The expansion project at the Port of Prince Rupert wrapped up Tuesday with the unveiling of the upgraded Fairview Container Terminal, a hub that analysts say has emerged as one of Canadian National Railway’s most prized corridors for future growth.
The $200-million investment by Dubai-owned DP World has turned the Prince Rupert facility into Canada’s second largest container terminal, increasing the annual capacity from 850,000 twenty-foot equivalent unit (TEU) containers to 1.35 million. Since opening in 2007, the container has grown from weekly service featuring one train per week to servicing major steamship companies and more than 14 trains a week. An upgrade was needed, said DP World Canada’s general manager Maksim Mihic in a statement.
“Prince Rupert’s success has been driven by its unparalleled geographical position on the trans-Pacific trade route, its high terminal productivity and its consistently low dwell times that have sustained despite our significant growth,” Mihic said.
With CN’s exclusive access to the terminal, Raymond James analyst Steve Hansen said in a note to clients Tuesday that the Port of Prince Rupert is “a strategic gem.”
“While CN’s vast network affords it many unique growth opportunities, the Port of Prince Rupert is quickly emerging as one of the railroad’s most prized growth corridors,” Hansen wrote, pointing to a “flurry” of current and future capital investment thanks to the site’s many advantages, including reduced congestion time and expenses in Canadian dollars.
Canada’s largest national railway has seen consistent growth this year, with higher freight volumes across a range of sectors driving a 20 per cent quarterly profit gain last month.
Walter Spracklin, an analyst with RBC Capital Markets, said in a note to clients that the upgraded Fairview Container terminal is winning share, as volume flows to CN.

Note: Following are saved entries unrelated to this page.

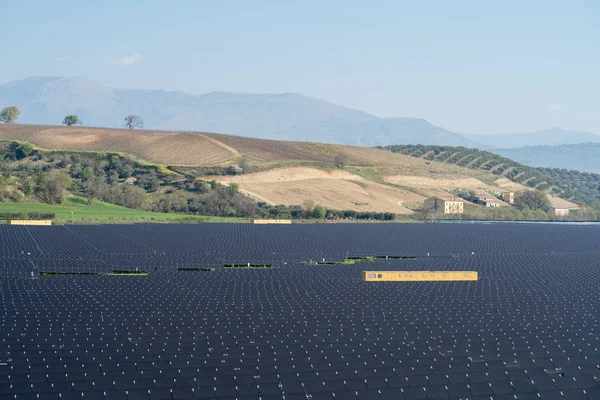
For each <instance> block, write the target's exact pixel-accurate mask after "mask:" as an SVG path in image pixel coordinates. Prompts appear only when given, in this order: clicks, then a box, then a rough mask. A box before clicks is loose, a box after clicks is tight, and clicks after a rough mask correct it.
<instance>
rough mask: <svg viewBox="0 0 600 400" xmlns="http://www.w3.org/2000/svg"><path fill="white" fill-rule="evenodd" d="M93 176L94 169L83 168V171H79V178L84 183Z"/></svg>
mask: <svg viewBox="0 0 600 400" xmlns="http://www.w3.org/2000/svg"><path fill="white" fill-rule="evenodd" d="M95 175H96V174H95V173H94V168H92V167H85V168H84V169H83V171H81V177H82V178H83V179H84V180H86V181H88V180H90V179H92V178H93V177H94V176H95Z"/></svg>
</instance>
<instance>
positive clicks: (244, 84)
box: [0, 0, 600, 133]
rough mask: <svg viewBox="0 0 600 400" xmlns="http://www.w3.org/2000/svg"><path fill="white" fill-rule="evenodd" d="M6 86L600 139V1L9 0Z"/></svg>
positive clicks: (2, 68)
mask: <svg viewBox="0 0 600 400" xmlns="http://www.w3.org/2000/svg"><path fill="white" fill-rule="evenodd" d="M0 14H1V17H0V20H1V23H0V34H2V38H4V46H3V50H2V57H1V61H0V82H2V83H3V82H7V81H11V80H18V79H22V78H25V77H29V76H85V77H88V78H91V79H94V80H96V81H98V82H100V83H102V84H105V85H107V86H111V87H118V88H145V89H150V88H157V89H158V88H159V89H166V90H183V91H187V92H191V93H205V92H210V91H221V90H226V91H235V92H251V93H275V92H297V93H302V94H306V95H309V96H314V97H318V98H322V99H325V100H328V101H332V102H334V103H337V104H340V105H344V106H347V107H352V108H357V109H360V110H363V111H366V112H369V113H372V114H375V115H378V116H382V117H391V116H410V117H421V118H426V119H428V120H429V121H430V122H432V123H434V124H436V125H440V126H443V127H445V128H447V129H450V130H454V131H458V132H463V133H499V132H524V131H533V130H538V129H543V128H547V127H553V126H559V127H562V128H568V129H579V130H587V131H592V132H596V133H600V1H598V0H581V1H579V0H568V1H567V0H564V1H563V0H560V1H554V0H540V1H537V0H517V1H512V0H502V1H483V0H474V1H462V0H453V1H448V0H440V1H425V0H423V1H415V0H411V1H400V0H389V1H375V0H373V1H351V0H346V1H337V0H335V1H334V0H319V1H313V0H293V1H284V0H280V1H276V0H272V1H268V0H254V1H245V0H239V1H232V0H214V1H203V0H171V1H165V0H158V1H155V0H127V1H125V0H96V1H82V0H77V1H65V0H56V1H47V0H2V4H1V5H0Z"/></svg>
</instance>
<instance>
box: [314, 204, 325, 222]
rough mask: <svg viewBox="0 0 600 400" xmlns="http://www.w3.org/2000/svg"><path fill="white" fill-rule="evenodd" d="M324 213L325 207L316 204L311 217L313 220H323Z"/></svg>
mask: <svg viewBox="0 0 600 400" xmlns="http://www.w3.org/2000/svg"><path fill="white" fill-rule="evenodd" d="M326 211H327V210H325V207H323V206H321V205H319V204H317V205H316V206H315V208H313V213H312V216H313V218H317V219H323V218H325V213H326Z"/></svg>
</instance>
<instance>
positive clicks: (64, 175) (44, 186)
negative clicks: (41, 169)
mask: <svg viewBox="0 0 600 400" xmlns="http://www.w3.org/2000/svg"><path fill="white" fill-rule="evenodd" d="M36 183H37V187H36V192H37V195H38V197H39V198H40V199H41V200H42V201H43V202H44V203H48V204H61V203H62V202H63V201H64V200H65V198H66V197H67V189H68V188H69V186H70V185H71V177H70V176H68V175H67V174H64V173H62V172H60V171H59V170H56V169H54V170H52V171H50V172H43V173H41V174H40V175H39V176H38V178H37V182H36Z"/></svg>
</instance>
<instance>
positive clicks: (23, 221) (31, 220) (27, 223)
mask: <svg viewBox="0 0 600 400" xmlns="http://www.w3.org/2000/svg"><path fill="white" fill-rule="evenodd" d="M10 225H41V226H50V225H52V221H51V220H33V219H12V220H10Z"/></svg>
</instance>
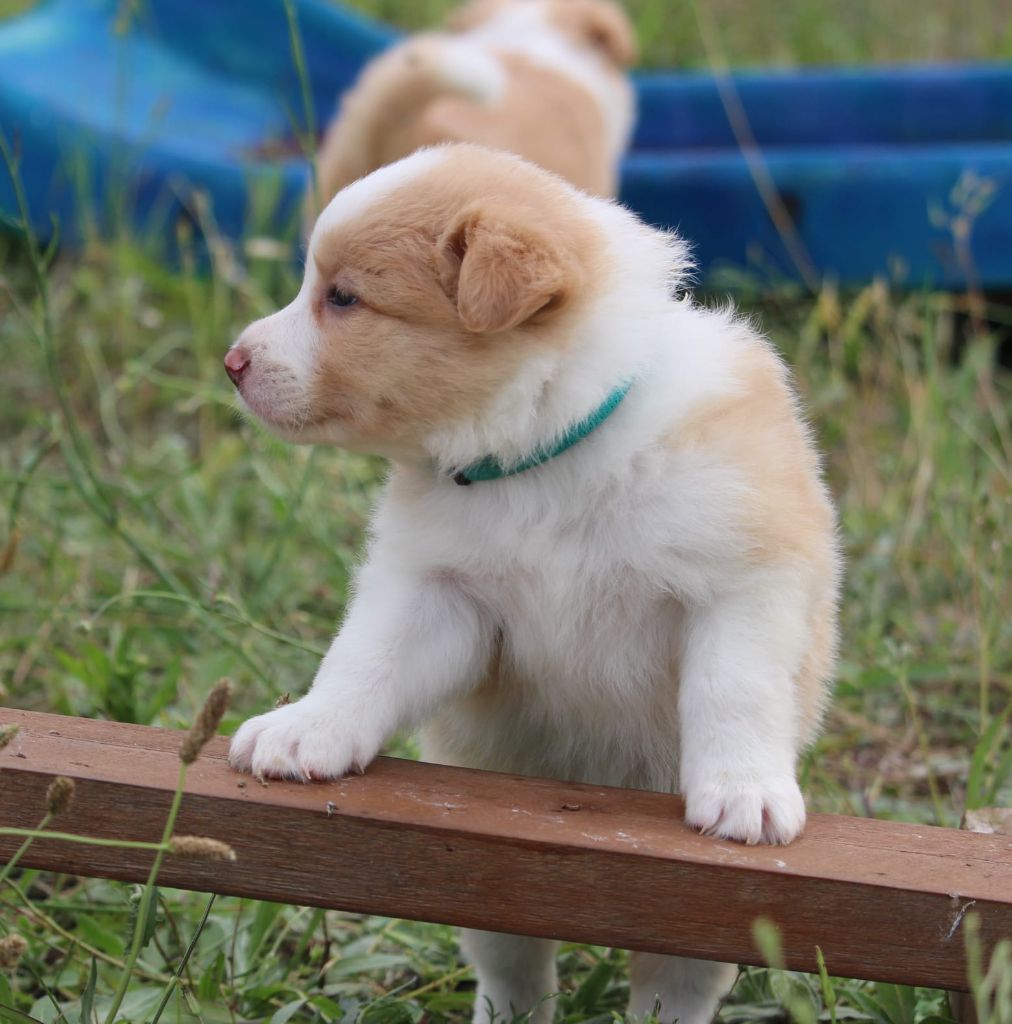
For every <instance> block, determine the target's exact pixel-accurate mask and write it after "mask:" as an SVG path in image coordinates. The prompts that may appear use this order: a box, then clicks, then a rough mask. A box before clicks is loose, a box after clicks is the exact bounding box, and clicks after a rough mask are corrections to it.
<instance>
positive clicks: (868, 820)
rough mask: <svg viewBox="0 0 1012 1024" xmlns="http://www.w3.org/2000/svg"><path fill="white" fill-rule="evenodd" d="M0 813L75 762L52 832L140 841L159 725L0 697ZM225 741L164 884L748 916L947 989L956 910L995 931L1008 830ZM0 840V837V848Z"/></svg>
mask: <svg viewBox="0 0 1012 1024" xmlns="http://www.w3.org/2000/svg"><path fill="white" fill-rule="evenodd" d="M10 722H16V723H18V724H19V725H20V726H22V730H20V732H19V733H18V735H17V736H16V737H15V738H14V740H13V741H12V742H11V744H10V745H8V746H7V748H6V749H5V750H3V751H0V824H4V825H17V826H23V827H31V826H34V825H35V824H36V823H37V821H38V820H39V818H40V817H41V814H42V808H43V806H44V795H45V790H46V786H47V785H48V783H49V781H50V780H51V778H52V777H53V776H54V775H58V774H64V775H69V776H72V777H73V778H75V779H76V780H77V783H78V785H77V797H76V800H75V802H74V806H73V808H72V809H71V810H70V811H69V812H68V813H67V814H65V815H62V816H61V818H60V819H59V820H58V825H59V827H60V828H61V829H64V830H69V831H80V833H86V834H90V835H97V836H104V837H115V838H121V839H135V840H158V839H159V838H160V835H161V829H162V826H163V822H164V817H165V813H166V810H167V808H168V805H169V800H170V795H171V793H172V790H173V788H174V786H175V781H176V775H177V771H178V761H177V758H176V752H177V750H178V745H179V739H180V734H179V733H175V732H172V731H170V730H161V729H153V728H147V727H144V726H133V725H121V724H115V723H109V722H93V721H87V720H83V719H74V718H61V717H58V716H52V715H41V714H34V713H29V712H18V711H11V710H7V709H0V725H3V724H7V723H10ZM226 750H227V741H226V740H225V739H223V738H219V739H216V740H213V741H212V742H211V743H210V744H209V745H208V748H207V749H206V751H205V753H204V755H203V756H202V757H201V758H200V760H199V761H198V762H197V763H196V764H195V765H194V766H193V768H192V770H191V773H189V776H188V780H187V786H186V797H185V799H184V801H183V804H182V811H181V814H180V817H179V822H178V826H177V831H178V833H185V834H195V835H203V836H210V837H213V838H215V839H219V840H223V841H224V842H226V843H228V844H229V845H230V846H231V847H233V848H234V849H235V850H236V853H237V855H238V860H237V861H236V862H235V863H210V862H203V861H195V860H181V859H176V858H167V860H166V863H165V866H164V868H163V871H162V876H161V879H160V881H161V882H162V883H163V884H165V885H170V886H175V887H179V888H183V889H196V890H202V891H208V892H218V893H223V894H229V895H235V896H246V897H253V898H256V899H267V900H279V901H285V902H289V903H296V904H311V905H314V906H325V907H334V908H337V909H342V910H350V911H357V912H363V913H375V914H383V915H387V916H395V918H411V919H416V920H422V921H434V922H442V923H447V924H453V925H463V926H468V927H481V928H487V929H492V930H495V931H504V932H517V933H521V934H529V935H542V936H551V937H556V938H562V939H567V940H572V941H579V942H590V943H595V944H600V945H614V946H620V947H625V948H629V949H645V950H651V951H655V952H668V953H679V954H683V955H690V956H698V957H704V958H710V959H723V961H731V962H736V963H744V964H758V963H761V957H760V956H759V954H758V952H757V950H756V949H755V947H754V945H753V942H752V937H751V926H752V922H753V920H754V919H755V918H756V916H760V915H762V916H765V918H768V919H770V920H772V921H774V922H775V923H776V924H777V925H778V926H779V928H781V930H782V934H783V941H784V947H785V955H786V961H787V964H788V966H789V967H792V968H794V969H797V970H802V971H813V970H815V946H816V945H818V946H820V947H821V949H823V951H824V953H825V956H826V962H827V965H828V967H829V970H830V972H831V974H835V975H839V976H843V977H856V978H870V979H878V980H883V981H893V982H902V983H908V984H921V985H932V986H936V987H943V988H962V987H965V984H966V977H965V970H964V955H963V932H962V922H963V919H964V914H965V913H966V912H967V910H972V911H973V912H975V913H977V914H979V915H980V919H981V933H982V938H983V940H984V942H985V944H986V945H987V946H988V947H990V946H994V944H995V943H997V942H998V940H999V939H1000V938H1001V937H1003V936H1008V935H1012V838H1010V837H1007V836H985V835H976V834H973V833H967V831H959V830H956V829H944V828H933V827H927V826H921V825H911V824H902V823H898V822H889V821H871V820H867V819H862V818H850V817H843V816H837V815H812V816H811V818H810V819H809V823H808V827H807V829H806V831H805V834H804V836H803V837H802V838H801V839H800V840H798V841H797V842H795V843H793V844H792V845H791V846H789V847H779V848H771V847H745V846H740V845H737V844H733V843H725V842H720V841H717V840H713V839H707V838H704V837H701V836H698V835H697V834H695V833H693V831H692V830H691V829H689V828H687V827H685V825H684V824H683V823H682V820H681V804H680V802H679V800H678V799H677V798H675V797H671V796H667V795H662V794H655V793H640V792H633V791H626V790H616V788H606V787H602V786H595V785H584V784H577V783H571V782H557V781H551V780H547V779H537V778H521V777H516V776H512V775H501V774H494V773H491V772H477V771H470V770H467V769H461V768H448V767H444V766H437V765H427V764H418V763H416V762H411V761H402V760H397V759H392V758H381V759H379V760H378V761H377V762H376V763H375V764H374V765H373V767H371V768H370V769H369V771H368V772H367V773H366V774H365V775H363V776H355V777H350V778H345V779H341V780H339V781H336V782H331V783H309V784H300V783H281V782H270V783H269V784H267V785H263V784H261V783H259V782H257V781H256V780H255V779H252V778H250V777H248V776H240V775H238V774H236V773H235V772H233V771H231V770H230V769H229V768H228V766H227V763H226V760H225V754H226ZM15 846H16V843H15V842H14V841H12V840H11V839H9V838H7V839H5V838H2V837H0V859H4V858H5V857H7V856H9V855H10V853H11V852H12V851H13V849H14V848H15ZM150 857H151V854H150V853H147V852H146V851H121V850H114V849H100V848H94V847H85V846H80V845H72V844H61V843H56V842H53V841H49V842H39V843H36V844H34V845H33V846H32V847H31V849H30V852H29V854H28V855H27V856H26V858H25V860H24V861H23V863H24V864H26V865H31V866H35V867H42V868H49V869H52V870H59V871H69V872H73V873H77V874H91V876H99V877H103V878H113V879H122V880H125V881H141V880H142V879H143V878H144V876H145V873H146V870H147V866H149V864H150Z"/></svg>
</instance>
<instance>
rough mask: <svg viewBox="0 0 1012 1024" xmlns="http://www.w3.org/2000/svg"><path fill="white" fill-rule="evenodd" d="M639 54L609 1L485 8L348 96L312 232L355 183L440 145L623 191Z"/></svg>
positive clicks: (318, 171)
mask: <svg viewBox="0 0 1012 1024" xmlns="http://www.w3.org/2000/svg"><path fill="white" fill-rule="evenodd" d="M635 55H636V47H635V41H634V37H633V31H632V27H631V25H630V24H629V20H628V18H627V17H626V15H625V14H624V13H623V11H622V9H621V8H620V7H619V6H618V5H616V4H614V3H612V2H609V0H474V2H472V3H471V4H468V5H467V6H465V7H463V8H462V9H461V10H459V11H457V12H456V13H455V14H454V15H452V17H451V19H450V25H449V31H446V32H441V33H429V34H427V35H422V36H418V37H415V38H414V39H411V40H409V41H407V42H405V43H402V44H400V45H398V46H395V47H393V48H392V49H390V50H388V51H387V52H386V53H384V54H382V55H381V56H380V57H378V58H377V59H376V60H374V61H373V62H372V63H370V65H369V67H368V68H367V69H366V71H365V73H364V74H363V75H362V77H361V79H360V80H359V82H357V83H356V85H355V86H354V88H353V89H352V90H351V91H350V92H349V93H347V94H346V95H345V97H344V99H343V101H342V104H341V111H340V116H339V117H338V118H337V119H336V120H335V121H334V122H333V124H332V125H331V126H330V129H329V131H328V132H327V135H326V137H325V139H324V142H323V145H322V146H321V150H320V153H319V155H318V162H317V191H315V195H314V196H313V195H310V196H309V197H308V202H307V210H306V215H307V223H306V227H307V231H306V233H307V234H308V228H309V227H311V225H312V222H313V221H314V219H315V215H317V213H318V212H319V210H320V209H321V208H322V207H323V206H324V205H325V204H326V202H327V201H328V200H329V199H331V197H332V196H334V195H335V194H336V193H338V191H339V190H340V189H341V188H343V187H344V186H345V185H347V184H350V183H351V182H352V181H354V180H356V179H357V178H361V177H363V176H364V175H366V174H368V173H369V172H370V171H373V170H376V168H378V167H382V166H383V165H384V164H389V163H392V162H393V161H395V160H398V159H400V158H402V157H406V156H408V155H409V154H411V153H414V152H415V151H416V150H418V148H420V147H422V146H426V145H431V144H433V143H437V142H479V143H481V144H484V145H490V146H493V147H495V148H499V150H508V151H511V152H513V153H516V154H518V155H519V156H521V157H525V158H526V159H528V160H533V161H534V162H535V163H536V164H540V165H541V166H542V167H546V168H548V169H549V170H552V171H555V172H556V173H557V174H561V175H562V177H564V178H567V179H568V180H570V181H572V182H573V183H574V184H576V185H578V186H579V187H581V188H586V189H588V190H590V191H593V193H596V194H599V195H602V196H612V195H614V194H615V191H616V188H617V185H618V162H619V158H620V157H621V155H622V153H623V151H624V150H625V147H626V144H627V142H628V138H629V133H630V129H631V127H632V121H633V114H634V99H633V91H632V87H631V85H630V83H629V80H628V78H627V77H626V75H625V74H624V70H625V69H626V68H627V67H629V66H630V65H631V63H632V62H633V60H634V59H635ZM310 193H311V189H310Z"/></svg>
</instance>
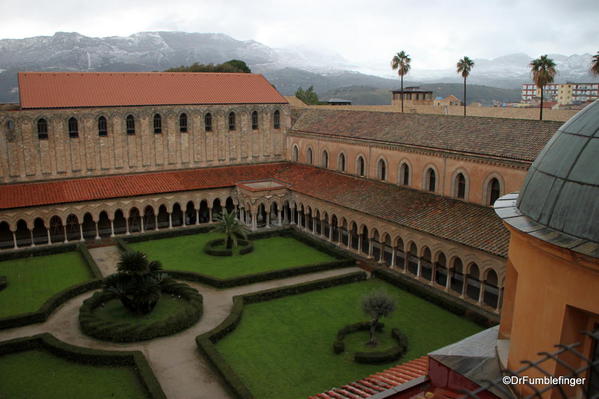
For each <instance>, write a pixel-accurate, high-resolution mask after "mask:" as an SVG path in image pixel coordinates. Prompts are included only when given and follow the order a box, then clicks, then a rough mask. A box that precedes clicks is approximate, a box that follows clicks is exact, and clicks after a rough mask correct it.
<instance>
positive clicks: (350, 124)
mask: <svg viewBox="0 0 599 399" xmlns="http://www.w3.org/2000/svg"><path fill="white" fill-rule="evenodd" d="M297 112H298V113H299V112H301V114H300V115H299V116H298V117H297V120H296V122H295V123H294V124H293V127H292V132H296V133H302V132H306V133H319V134H326V135H332V136H343V137H349V138H363V139H369V140H375V141H381V142H386V143H397V144H405V145H410V146H419V147H427V148H432V149H442V150H448V151H451V152H461V153H467V154H479V155H487V156H492V157H499V158H504V159H508V160H522V161H528V162H532V161H534V159H535V158H536V156H537V155H538V154H539V152H540V151H541V149H543V147H544V146H545V144H546V143H547V141H549V139H550V138H551V136H553V134H554V133H555V132H556V131H557V129H558V128H559V127H560V126H561V125H562V122H552V121H534V120H521V119H507V118H486V117H476V116H468V117H462V116H452V115H425V114H402V113H399V112H368V111H349V110H319V109H305V110H300V109H298V110H297Z"/></svg>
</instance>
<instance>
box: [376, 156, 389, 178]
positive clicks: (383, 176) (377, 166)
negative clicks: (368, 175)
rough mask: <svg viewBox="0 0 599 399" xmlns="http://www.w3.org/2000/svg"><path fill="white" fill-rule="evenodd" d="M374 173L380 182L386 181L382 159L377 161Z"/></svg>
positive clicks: (384, 167) (385, 168)
mask: <svg viewBox="0 0 599 399" xmlns="http://www.w3.org/2000/svg"><path fill="white" fill-rule="evenodd" d="M376 173H377V176H378V178H379V179H380V180H387V164H386V163H385V160H384V159H379V162H378V163H377V166H376Z"/></svg>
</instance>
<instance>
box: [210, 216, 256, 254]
mask: <svg viewBox="0 0 599 399" xmlns="http://www.w3.org/2000/svg"><path fill="white" fill-rule="evenodd" d="M215 220H216V222H217V224H216V226H214V230H213V231H215V232H217V233H224V234H225V241H226V248H227V249H231V248H236V247H237V239H238V238H243V239H246V240H247V233H248V232H249V229H248V228H247V227H246V226H245V225H244V224H242V223H241V222H240V221H239V219H237V217H236V216H235V212H234V211H233V212H229V211H227V210H226V209H225V210H224V211H223V213H221V214H219V215H216V217H215Z"/></svg>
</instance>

“Based on the rapid expansion of volumes at Fairview, we believe that the advantages the terminal offers, namely the shortest sailing distance from Shanghai to the west coast and fast container evacuation is resonating with shippers,” Spracklin wrote.
Spracklin also said that in addition to boosting cargo volume, the Prince Rupert expansion could offer the opportunity to diversify the mix of cargo, particularly when it comes to liquefied natural gas and grain.
CN said it is committed to selling 80 per cent of the new capacity within three years.
Last week, both CN and Canadian Pacific Railway called on the federal government to invest infrastructure funds in rail capacity to Vancouver’s export terminals. CN said the new investments being made along the western coast will challenge existing rail infrastructure, and the government should prioritize infrastructure funding, particularly to Vancouver’s north shore.